In the pack Tony Woodcock starts on the loosehead side and continues to set the standard in that position. On the other side is the potentially devastating Nicolas Mas. Hooker was a tough selection as there is no really outstanding player in that position at present. John Smit and Kevan Mealamu are both past their best, Stephen Moore could be the standout by the World Cup but needs a little more consistency, and Dimitri Szarzewski was also mentioned but the vote went to Matthew Rees.
In the second row the nod goes to two old stagers in Nathan Sharpe and Victor Matfield who have both defied the years to have outstanding seasons. Paul O’Connell has been slightly below standard, Alan Wyn Jones likewise and Simon Shaw is not the force he was 12 months ago.
In the back row Stephen Ferris edges out Rocky Elsom, Juan Smith and Tom Croft on the blindside and the phenomenal Imanol Harinordoquy certainly takes the 8 shirt ahead of Kieran Read, Jamie Heaslip and Sergio Parisse.
The world is overflowing with top opensides and at any other time David Pocock or Thierry Dusattoir could have found themselves in the side. But of course there is Richie McCaw, probably the most influential player in the world, and he takes the captain’s armband into the bargain. Juan Martin Fernandez Lobbe was left out with reluctance.
You may have noticed the slightly depressing absence of English players in the team and to be honest very few were even mentioned in discussions.
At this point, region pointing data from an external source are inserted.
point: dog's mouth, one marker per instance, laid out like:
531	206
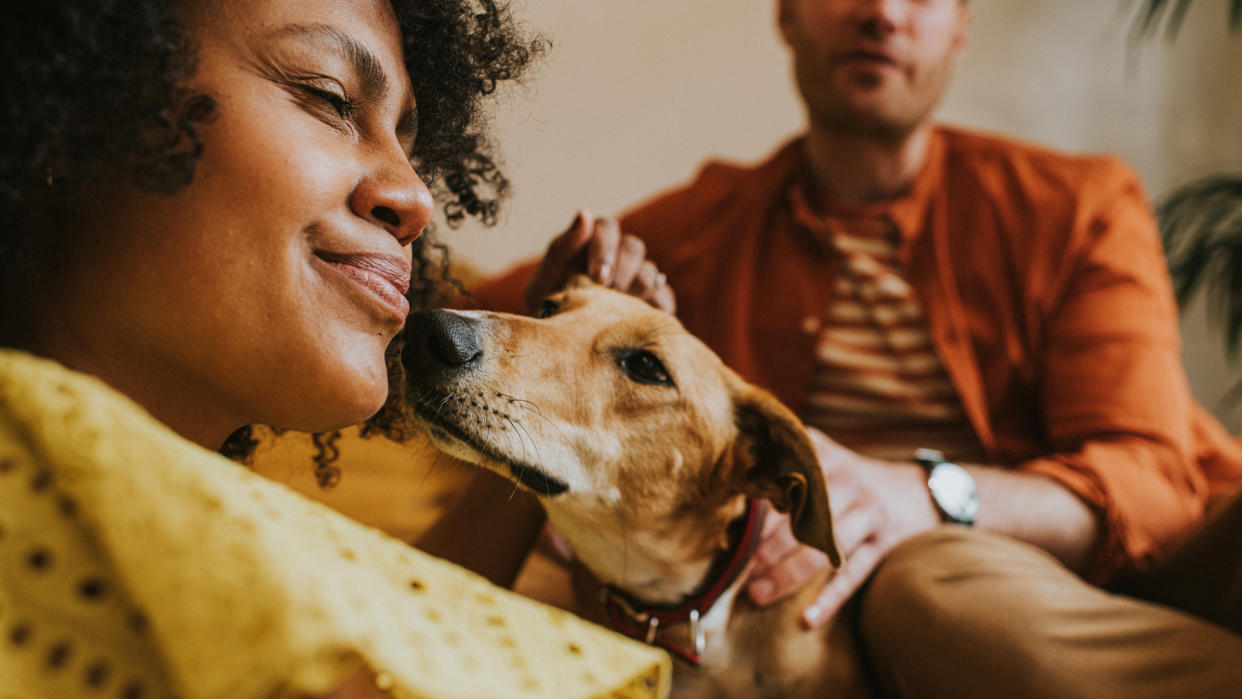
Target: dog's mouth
530	477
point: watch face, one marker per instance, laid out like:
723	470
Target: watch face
954	492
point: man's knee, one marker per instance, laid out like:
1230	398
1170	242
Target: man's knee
914	587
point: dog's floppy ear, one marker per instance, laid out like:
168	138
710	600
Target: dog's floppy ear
774	459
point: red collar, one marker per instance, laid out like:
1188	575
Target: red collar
645	622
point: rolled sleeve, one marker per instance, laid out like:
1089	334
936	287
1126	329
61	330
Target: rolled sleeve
1117	405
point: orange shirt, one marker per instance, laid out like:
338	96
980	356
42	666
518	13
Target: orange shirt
1046	294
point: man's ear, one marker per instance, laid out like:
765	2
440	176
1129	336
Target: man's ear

Tom Croft, Riki Flutey and Simon Shaw would not let anyone down and hopefully come the World Cup, Ben Foden, Chris Ashton, Ben Youngs, Dan Cole and Courtney Lawes could all be challenging. But for now, 5 Kiwis, 4 Aussies, 2 Irishmen, 2 Frenchmen, a Welshman and a South African will be representing Earth in the Galaxy Cup this year.
15. Mils Muliaina
14. Tommy Bowe
13. Conrad Smith
12. Ma’a Nonu
11. James O’Connor
10. Quade Cooper
9. Will Genia
1. Tony Woodcock
2. Matthew Rees
3. Nicolas Mas
4. Victor Matfield
5. Nathan Sharpe
6. Stephen Ferris
7. Richie McCaw
8. Imanol Harinordoquy
What are your thoughts? Has anyone been overlooked?